You are viewing a plain text version of this content. The canonical link for it is here.
Posted to dev@poi.apache.org by bu...@apache.org on 2009/08/12 12:14:34 UTC
DO NOT REPLY [Bug 47685] New: extracting text from xls files fails
https://issues.apache.org/bugzilla/show_bug.cgi?id=47685
Summary: extracting text from xls files fails
Product: POI
Version: 3.2-FINAL
Platform: PC
OS/Version: Windows Vista
Status: NEW
Severity: normal
Priority: P2
Component: HSSF
AssignedTo: dev@poi.apache.org
ReportedBy: christiaan.fluit@aduna-software.com
--- Comment #0 from Christiaan Fluit <ch...@aduna-software.com> 2009-08-12 03:14:31 PDT ---
I have a couple of xls files that result in exceptions when I try to extract
their text. POI 3.2-FINAL gives the following stacktrace:
org.apache.poi.hssf.record.RecordFormatException: Unable to construct record
instance
at
org.apache.poi.hssf.record.RecordFactory.createRecord(RecordFactory.java:186)
at
org.apache.poi.hssf.record.RecordFactory.createRecords(RecordFactory.java:328)
at org.apache.poi.hssf.usermodel.HSSFWorkbook.<init>(HSSFWorkbook.java:271)
at org.apache.poi.hssf.usermodel.HSSFWorkbook.<init>(HSSFWorkbook.java:196)
at org.apache.poi.hssf.usermodel.HSSFWorkbook.<init>(HSSFWorkbook.java:178)
at [proprietary code trace]
Caused by: java.lang.ArrayIndexOutOfBoundsException
at
org.apache.poi.hssf.record.RecordInputStream.checkRecordPosition(RecordInputStream.java:142)
at
org.apache.poi.hssf.record.RecordInputStream.readByte(RecordInputStream.java:151)
at org.apache.poi.hssf.record.MMSRecord.<init>(MMSRecord.java:46)

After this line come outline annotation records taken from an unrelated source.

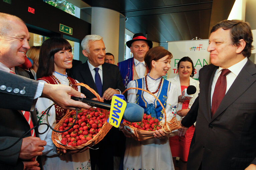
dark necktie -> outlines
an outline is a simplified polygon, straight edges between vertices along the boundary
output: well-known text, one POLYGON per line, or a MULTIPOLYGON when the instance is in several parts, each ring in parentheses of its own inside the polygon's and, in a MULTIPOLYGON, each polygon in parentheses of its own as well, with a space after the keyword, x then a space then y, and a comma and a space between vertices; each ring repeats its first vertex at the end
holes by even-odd
POLYGON ((223 69, 216 82, 212 99, 212 117, 220 105, 226 93, 227 89, 227 78, 230 71, 228 69, 223 69))
POLYGON ((99 68, 94 68, 95 71, 95 85, 96 85, 98 93, 100 97, 102 97, 102 83, 100 76, 99 74, 99 68))

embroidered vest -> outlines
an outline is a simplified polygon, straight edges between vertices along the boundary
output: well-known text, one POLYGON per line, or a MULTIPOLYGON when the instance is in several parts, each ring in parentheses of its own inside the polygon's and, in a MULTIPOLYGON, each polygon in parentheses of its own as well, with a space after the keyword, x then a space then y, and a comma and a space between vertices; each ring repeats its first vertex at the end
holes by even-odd
MULTIPOLYGON (((68 77, 70 80, 71 83, 71 85, 72 86, 74 84, 76 83, 76 82, 75 81, 70 78, 68 76, 68 77)), ((47 76, 45 77, 43 77, 41 78, 37 79, 36 80, 42 80, 44 81, 45 81, 48 84, 51 84, 52 85, 57 85, 58 84, 58 82, 56 80, 52 77, 52 76, 47 76)), ((78 88, 77 86, 73 87, 74 88, 75 90, 78 91, 78 88)), ((56 123, 58 123, 61 119, 66 113, 67 112, 67 109, 64 109, 60 107, 58 105, 55 104, 54 104, 54 107, 55 107, 55 113, 56 114, 56 123)))
MULTIPOLYGON (((140 88, 145 89, 146 88, 146 84, 145 84, 145 78, 140 79, 138 80, 135 80, 136 82, 136 86, 137 87, 140 88)), ((163 79, 160 87, 159 90, 157 93, 155 94, 155 95, 161 101, 162 104, 164 106, 166 106, 166 100, 167 99, 167 94, 170 89, 171 82, 166 80, 163 79)), ((148 103, 143 96, 143 94, 144 92, 146 93, 143 91, 136 89, 136 103, 138 104, 140 106, 143 108, 144 111, 146 109, 149 103, 148 103)), ((152 96, 152 97, 154 97, 152 96)), ((163 118, 164 112, 163 108, 160 104, 159 102, 155 99, 153 103, 153 104, 155 106, 155 108, 157 111, 157 119, 161 120, 163 118)))

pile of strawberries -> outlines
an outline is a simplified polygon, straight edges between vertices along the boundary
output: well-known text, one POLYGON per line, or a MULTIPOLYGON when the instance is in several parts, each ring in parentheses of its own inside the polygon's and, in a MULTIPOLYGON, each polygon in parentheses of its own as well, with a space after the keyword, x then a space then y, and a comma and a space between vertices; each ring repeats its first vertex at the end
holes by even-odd
MULTIPOLYGON (((61 133, 61 142, 63 145, 75 146, 85 143, 100 132, 105 122, 106 118, 102 109, 92 107, 78 112, 74 126, 61 133)), ((72 112, 71 115, 72 117, 66 119, 59 130, 63 131, 72 125, 75 119, 75 111, 72 112)))
POLYGON ((147 131, 154 131, 162 128, 159 125, 159 120, 151 117, 150 114, 147 115, 146 113, 144 114, 143 118, 141 122, 131 123, 124 119, 123 122, 136 128, 147 131))

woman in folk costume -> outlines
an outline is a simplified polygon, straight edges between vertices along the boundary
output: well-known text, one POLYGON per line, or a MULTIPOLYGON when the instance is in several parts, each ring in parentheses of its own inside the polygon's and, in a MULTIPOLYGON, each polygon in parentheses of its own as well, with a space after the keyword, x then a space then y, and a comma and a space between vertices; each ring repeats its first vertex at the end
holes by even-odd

at sun.reflect.NativeConstructorAccessorImpl.newInstance0(Native Method)
at
sun.reflect.NativeConstructorAccessorImpl.newInstance(NativeConstructorAccessorImpl.java:39)
at
sun.reflect.DelegatingConstructorAccessorImpl.newInstance(DelegatingConstructorAccessorImpl.java:27)
at java.lang.reflect.Constructor.newInstance(Constructor.java:513)
at
org.apache.poi.hssf.record.RecordFactory.createRecord(RecordFactory.java:184)

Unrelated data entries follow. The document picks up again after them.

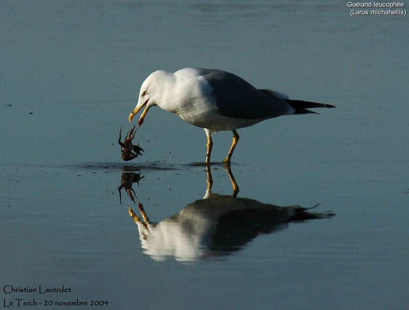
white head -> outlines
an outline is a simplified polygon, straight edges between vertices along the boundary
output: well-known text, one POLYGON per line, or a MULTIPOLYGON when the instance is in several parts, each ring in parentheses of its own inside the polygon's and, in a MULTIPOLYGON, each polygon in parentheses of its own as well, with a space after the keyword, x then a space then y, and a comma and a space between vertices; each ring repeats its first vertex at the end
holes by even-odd
POLYGON ((129 122, 144 106, 145 109, 139 119, 140 126, 144 122, 145 116, 152 105, 159 105, 164 96, 165 88, 172 74, 162 70, 151 73, 142 83, 139 92, 138 103, 133 110, 129 114, 129 122))

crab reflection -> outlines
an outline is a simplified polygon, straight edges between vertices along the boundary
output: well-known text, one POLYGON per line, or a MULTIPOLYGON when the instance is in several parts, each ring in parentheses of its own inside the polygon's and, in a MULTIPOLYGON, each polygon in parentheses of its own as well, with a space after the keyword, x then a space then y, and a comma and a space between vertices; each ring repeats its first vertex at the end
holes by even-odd
POLYGON ((133 183, 138 183, 138 186, 139 186, 139 180, 143 178, 143 175, 141 176, 141 173, 135 173, 134 172, 122 172, 121 175, 121 186, 118 187, 118 192, 119 192, 119 202, 122 203, 121 195, 121 190, 123 188, 125 189, 125 191, 127 193, 129 198, 134 203, 135 202, 135 198, 133 197, 133 195, 135 196, 137 194, 135 193, 135 191, 132 188, 133 183))
POLYGON ((240 250, 260 234, 287 228, 290 222, 334 215, 312 212, 311 208, 300 206, 279 207, 238 198, 238 186, 230 167, 225 168, 233 187, 231 195, 212 192, 213 181, 208 167, 204 197, 162 222, 150 222, 140 203, 142 219, 129 208, 145 254, 156 260, 173 257, 182 261, 226 255, 240 250))

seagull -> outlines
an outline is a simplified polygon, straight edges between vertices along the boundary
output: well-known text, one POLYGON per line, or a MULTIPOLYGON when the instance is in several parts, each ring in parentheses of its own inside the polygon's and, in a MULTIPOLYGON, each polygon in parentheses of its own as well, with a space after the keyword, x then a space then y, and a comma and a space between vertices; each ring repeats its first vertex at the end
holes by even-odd
POLYGON ((142 83, 129 122, 142 108, 140 127, 150 107, 157 105, 188 123, 204 129, 207 136, 206 164, 210 164, 212 134, 231 130, 233 143, 223 162, 230 164, 239 140, 236 129, 282 115, 313 113, 314 107, 331 104, 291 100, 285 94, 257 89, 240 77, 222 70, 185 68, 174 73, 158 70, 142 83))

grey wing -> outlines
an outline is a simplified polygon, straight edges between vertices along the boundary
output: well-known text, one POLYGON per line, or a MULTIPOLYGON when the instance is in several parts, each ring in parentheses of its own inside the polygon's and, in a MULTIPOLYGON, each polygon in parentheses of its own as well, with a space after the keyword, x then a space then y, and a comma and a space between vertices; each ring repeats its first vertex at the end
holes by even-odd
POLYGON ((235 74, 214 69, 199 70, 214 88, 215 106, 222 115, 266 119, 288 114, 291 108, 283 100, 255 88, 235 74))

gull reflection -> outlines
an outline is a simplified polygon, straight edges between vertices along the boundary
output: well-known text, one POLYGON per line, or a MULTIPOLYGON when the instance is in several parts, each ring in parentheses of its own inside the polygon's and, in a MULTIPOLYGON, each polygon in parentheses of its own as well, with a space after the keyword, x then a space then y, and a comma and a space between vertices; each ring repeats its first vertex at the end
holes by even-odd
POLYGON ((141 204, 142 219, 131 208, 129 215, 138 226, 144 253, 156 260, 173 257, 191 261, 228 255, 242 248, 260 234, 288 228, 290 222, 325 218, 331 213, 314 213, 300 206, 279 207, 253 199, 239 198, 239 187, 230 167, 232 195, 212 192, 213 180, 208 167, 208 188, 202 199, 186 206, 159 223, 149 220, 141 204))

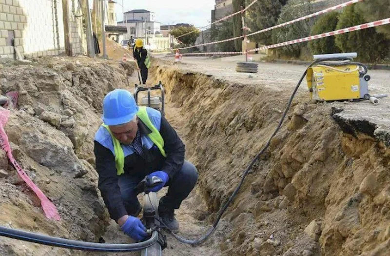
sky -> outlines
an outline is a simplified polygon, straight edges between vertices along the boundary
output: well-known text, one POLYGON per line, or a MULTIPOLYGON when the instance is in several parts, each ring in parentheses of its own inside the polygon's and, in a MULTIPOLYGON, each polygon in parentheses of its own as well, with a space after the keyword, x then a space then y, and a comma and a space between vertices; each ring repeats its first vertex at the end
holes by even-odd
POLYGON ((156 14, 155 20, 168 25, 188 23, 196 27, 208 25, 211 20, 214 0, 113 0, 117 2, 117 21, 123 20, 122 0, 125 12, 145 9, 156 14))

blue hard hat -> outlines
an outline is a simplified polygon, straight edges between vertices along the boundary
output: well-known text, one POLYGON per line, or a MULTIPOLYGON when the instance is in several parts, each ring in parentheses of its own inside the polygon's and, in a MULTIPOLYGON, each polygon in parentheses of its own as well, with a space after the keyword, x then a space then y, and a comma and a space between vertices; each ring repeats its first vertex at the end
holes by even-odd
POLYGON ((102 119, 107 125, 122 124, 131 121, 138 110, 131 93, 116 89, 108 93, 103 100, 102 119))

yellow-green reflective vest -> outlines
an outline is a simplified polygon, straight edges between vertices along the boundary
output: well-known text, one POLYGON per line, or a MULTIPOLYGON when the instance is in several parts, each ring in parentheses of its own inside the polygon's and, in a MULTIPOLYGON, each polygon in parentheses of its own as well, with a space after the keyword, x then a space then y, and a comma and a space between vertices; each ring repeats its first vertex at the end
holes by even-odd
MULTIPOLYGON (((152 131, 148 135, 148 137, 157 146, 163 157, 166 158, 167 155, 165 154, 165 151, 164 150, 164 139, 160 134, 160 132, 150 120, 146 112, 146 107, 140 107, 139 110, 137 113, 137 116, 152 131)), ((123 153, 123 149, 122 148, 119 141, 113 135, 108 126, 104 124, 102 124, 102 126, 108 131, 111 136, 111 138, 112 138, 114 143, 114 151, 115 153, 115 166, 117 168, 117 175, 121 175, 125 172, 124 170, 125 155, 123 153)))
MULTIPOLYGON (((139 51, 137 49, 136 45, 134 45, 134 52, 135 53, 137 53, 137 52, 136 51, 138 51, 138 52, 139 53, 139 58, 142 58, 141 56, 142 53, 141 52, 141 51, 139 51)), ((150 55, 149 55, 149 51, 148 51, 148 53, 146 54, 146 58, 145 59, 145 65, 146 66, 146 68, 149 68, 149 67, 150 67, 150 55)))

... 25 common frames omitted
POI 3.5-beta5 gives this stacktrace:
org.apache.poi.hssf.record.RecordFormatException: Unable to construct record
instance
at
org.apache.poi.hssf.record.RecordFactory$ReflectionRecordCreator.create(RecordFactory.java:71)
at
org.apache.poi.hssf.record.RecordFactory.createSingleRecord(RecordFactory.java:269)
at
org.apache.poi.hssf.record.RecordFactory.createRecord(RecordFactory.java:248)
at
org.apache.poi.hssf.eventusermodel.HSSFRecordStream.getNextRecord(HSSFRecordStream.java:162)
at
org.apache.poi.hssf.eventusermodel.HSSFRecordStream.nextRecord(HSSFRecordStream.java:93)
at
org.apache.poi.hssf.eventusermodel.HSSFEventFactory.genericProcessEvents(HSSFEventFactory.java:141)
at
org.apache.poi.hssf.eventusermodel.HSSFEventFactory.processEvents(HSSFEventFactory.java:98)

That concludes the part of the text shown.